In the future I would like to get the everything to run of a GUI which can control start, stop, and different trials. It would also be nice if it had a graph which can be cycled through a few different graphs.

Thanks for reading, hopefully this post will help someone trying to tackle a similar project. I also welcome any feedback. 



hi! nice project!

i'm running a similar one fro "precision temperature measuring purpouses", but i'm still in the troubleshooting phase.

may i ask you a technical question? how accurate is your measure? I mean did you have the chance to run a test which compares the temperature you get with a pt100 or in a thermostatic bathe ?

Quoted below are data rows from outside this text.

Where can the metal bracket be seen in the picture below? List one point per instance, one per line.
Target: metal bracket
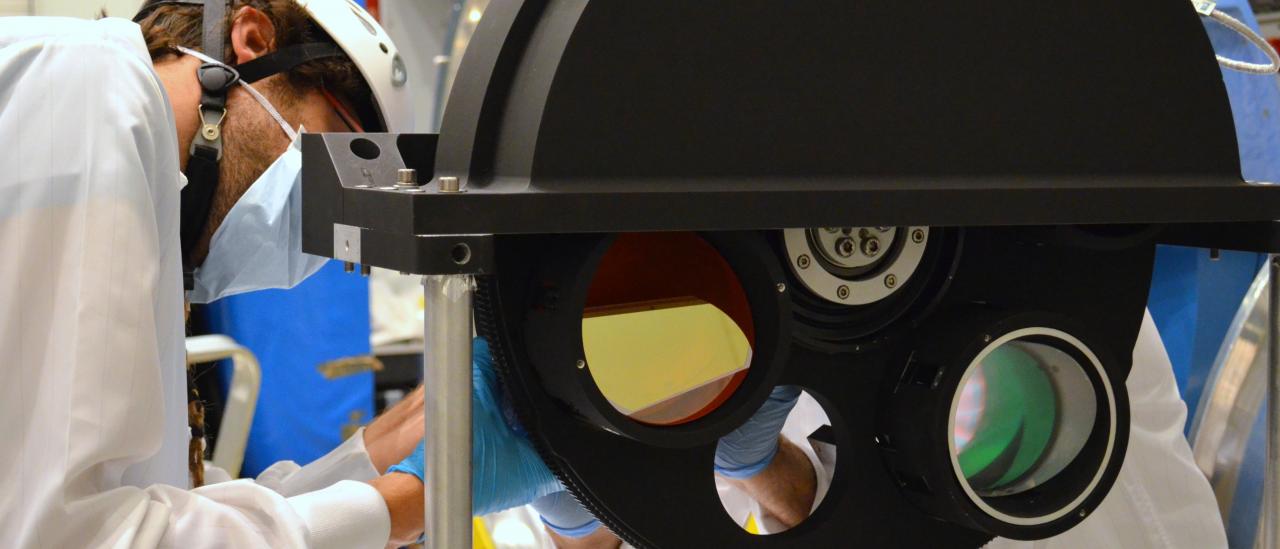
(346, 243)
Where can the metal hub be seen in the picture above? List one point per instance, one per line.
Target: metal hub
(855, 265)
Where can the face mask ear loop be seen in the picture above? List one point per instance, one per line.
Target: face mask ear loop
(254, 92)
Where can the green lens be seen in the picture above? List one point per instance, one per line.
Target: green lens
(1014, 426)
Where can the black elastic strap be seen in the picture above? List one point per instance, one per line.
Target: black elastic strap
(151, 7)
(286, 59)
(197, 197)
(215, 40)
(197, 200)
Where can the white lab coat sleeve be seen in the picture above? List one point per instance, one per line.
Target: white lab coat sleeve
(1161, 499)
(350, 461)
(88, 303)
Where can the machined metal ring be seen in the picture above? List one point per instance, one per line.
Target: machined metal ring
(860, 278)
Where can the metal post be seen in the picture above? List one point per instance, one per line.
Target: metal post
(1271, 486)
(447, 375)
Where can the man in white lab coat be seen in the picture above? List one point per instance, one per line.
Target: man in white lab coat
(99, 123)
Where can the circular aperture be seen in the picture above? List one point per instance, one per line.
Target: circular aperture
(667, 332)
(1024, 411)
(803, 457)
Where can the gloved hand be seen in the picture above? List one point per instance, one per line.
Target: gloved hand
(750, 448)
(565, 516)
(506, 471)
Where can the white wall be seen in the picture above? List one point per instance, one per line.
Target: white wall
(419, 28)
(85, 8)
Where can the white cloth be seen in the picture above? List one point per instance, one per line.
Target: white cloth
(1160, 499)
(92, 389)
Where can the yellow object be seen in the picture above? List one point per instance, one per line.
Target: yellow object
(645, 355)
(480, 538)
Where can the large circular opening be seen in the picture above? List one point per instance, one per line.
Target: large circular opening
(1024, 411)
(667, 329)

i'm asking this because i acquire data from a k thermocouple as well but i use an AD595C IC instead, i just wonted to know how "competitors IC" behave :smiley-grin: .

Again, nice project!


I have not had a chance to calibrate this yet however on a different different project running the same set up I was within 1 degree of much more expensive set up in the lab. So due to the large range a thermocouple operates in it wouldn't be the best choice for precision but depending on how exact it needs to be it will normally get by just fine. however if you go through the calibration process it should get closer but will probably make your code a bit more difficult. check out this link when you get the chance it may be helpful



Another option would be to use the ThingSpeak Communication Library for Arduino, send the data to ThingSpeak, and then use its built in MATLAB support to do your analysis!
Visit www.mathworks.com/iot to learn more about analyzing your IoT data.


Awesome rpurser I will have to give that a try too. I'm currently playing with a new version of the code which allows me to capture temp real time however it's not working like exactly how I would like. there seems to be a huge delay on when the change in temp is applied and when it logs it on the graph.


Remember that ThingSpeak is rate limited to accepting data once every 15 seconds.  The graphs also poll once every 5 seconds (I think), so you may see a lag of up to 20 seconds.